= Data mule =

Vehicle that physically moves digital storage media between locations

A data mule is a vehicle that physically carries a computer with storage between remote locations to effectively create a data communication link. A data mule is a special case of a sneakernet, where the data is automatically loaded and unloaded when the data mule arrives at its terminal locations. Disruption Tolerant Networking (DTN) can use data mules to exchange data among computers that do not have access to the TCP/IP-based Internet.

Data mules have been used to offer internet connectivity to remote villages. Computers with a disk and wifi link are attached to buses on a bus route between villages. As a bus stops at the village to pick up passengers and cargo, the DTN router on the bus communicates with a DTN router in the bus station over Wi-Fi.

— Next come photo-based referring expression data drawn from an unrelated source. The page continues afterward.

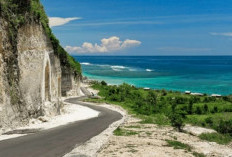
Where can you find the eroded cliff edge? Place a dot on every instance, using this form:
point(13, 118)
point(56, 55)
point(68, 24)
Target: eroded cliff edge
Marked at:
point(35, 71)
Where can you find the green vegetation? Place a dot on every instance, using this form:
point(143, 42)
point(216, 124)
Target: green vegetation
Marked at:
point(123, 132)
point(170, 108)
point(20, 12)
point(216, 137)
point(178, 145)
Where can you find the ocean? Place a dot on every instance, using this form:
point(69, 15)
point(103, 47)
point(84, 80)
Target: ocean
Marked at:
point(202, 74)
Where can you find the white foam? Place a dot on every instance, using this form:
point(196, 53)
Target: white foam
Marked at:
point(149, 70)
point(118, 67)
point(85, 63)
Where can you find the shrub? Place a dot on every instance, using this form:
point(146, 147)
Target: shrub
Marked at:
point(209, 121)
point(177, 118)
point(103, 83)
point(198, 110)
point(225, 127)
point(206, 108)
point(216, 137)
point(190, 107)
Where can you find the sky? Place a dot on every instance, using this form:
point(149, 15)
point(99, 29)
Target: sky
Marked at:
point(142, 27)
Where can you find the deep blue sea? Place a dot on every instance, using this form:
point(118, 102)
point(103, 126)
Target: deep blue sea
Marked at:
point(204, 74)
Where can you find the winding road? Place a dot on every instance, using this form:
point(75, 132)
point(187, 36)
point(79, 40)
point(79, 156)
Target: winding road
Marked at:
point(61, 140)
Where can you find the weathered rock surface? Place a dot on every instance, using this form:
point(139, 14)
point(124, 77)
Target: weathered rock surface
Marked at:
point(36, 80)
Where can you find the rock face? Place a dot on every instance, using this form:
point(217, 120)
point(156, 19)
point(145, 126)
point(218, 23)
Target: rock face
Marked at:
point(36, 80)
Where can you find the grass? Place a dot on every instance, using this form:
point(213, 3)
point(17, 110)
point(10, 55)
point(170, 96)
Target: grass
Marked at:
point(169, 108)
point(198, 154)
point(122, 132)
point(179, 145)
point(133, 126)
point(216, 137)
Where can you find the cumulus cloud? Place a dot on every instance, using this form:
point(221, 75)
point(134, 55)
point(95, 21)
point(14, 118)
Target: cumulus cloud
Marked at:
point(183, 49)
point(59, 21)
point(228, 34)
point(107, 45)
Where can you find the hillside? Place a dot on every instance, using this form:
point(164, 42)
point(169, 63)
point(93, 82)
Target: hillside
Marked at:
point(35, 71)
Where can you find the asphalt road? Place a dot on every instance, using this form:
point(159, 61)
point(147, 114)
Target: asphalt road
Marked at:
point(59, 141)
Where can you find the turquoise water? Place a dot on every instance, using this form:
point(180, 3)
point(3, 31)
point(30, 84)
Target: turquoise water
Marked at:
point(211, 75)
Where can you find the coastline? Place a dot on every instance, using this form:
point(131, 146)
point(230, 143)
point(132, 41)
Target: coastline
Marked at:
point(87, 80)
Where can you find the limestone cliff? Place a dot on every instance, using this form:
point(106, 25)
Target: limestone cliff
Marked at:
point(35, 71)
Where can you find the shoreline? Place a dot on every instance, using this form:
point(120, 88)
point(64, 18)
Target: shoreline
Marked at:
point(194, 93)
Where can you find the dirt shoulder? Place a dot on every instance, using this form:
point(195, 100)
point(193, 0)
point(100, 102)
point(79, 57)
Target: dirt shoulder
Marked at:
point(150, 140)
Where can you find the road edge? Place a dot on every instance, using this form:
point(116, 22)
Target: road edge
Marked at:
point(97, 143)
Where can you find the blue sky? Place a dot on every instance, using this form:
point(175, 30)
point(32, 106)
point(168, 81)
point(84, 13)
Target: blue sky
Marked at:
point(144, 27)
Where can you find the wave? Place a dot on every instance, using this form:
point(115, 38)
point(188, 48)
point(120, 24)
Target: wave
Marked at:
point(149, 70)
point(118, 67)
point(85, 63)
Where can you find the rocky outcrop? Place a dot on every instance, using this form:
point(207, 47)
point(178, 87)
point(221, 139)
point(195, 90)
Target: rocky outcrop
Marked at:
point(32, 78)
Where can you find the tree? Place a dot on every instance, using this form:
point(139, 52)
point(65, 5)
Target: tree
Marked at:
point(152, 98)
point(206, 108)
point(103, 83)
point(177, 117)
point(198, 110)
point(190, 107)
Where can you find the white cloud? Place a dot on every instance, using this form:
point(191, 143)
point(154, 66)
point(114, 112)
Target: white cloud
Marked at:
point(228, 34)
point(58, 21)
point(183, 49)
point(107, 45)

Email is down-loaded to the village and up-loaded for transport to the Internet or to other villages along the bus route.

Data mules are a cost-effective mechanism for rural connectivity because they use inexpensive commodity hardware, can be quickly installed, and can be piggy backed on existing transportation infrastructure.

Despite potentially long delays for receiving data, surprisingly large bandwidths can be achieved. For example, delivering a 1 TB disk once per day has an effective bandwidth of 100 Mbit/s.

The term data mule is likely based on the use of the term mule in smuggling, but the backronym MULE (Mobile Ubiquitous LAN Extension) is also claimed to be the source.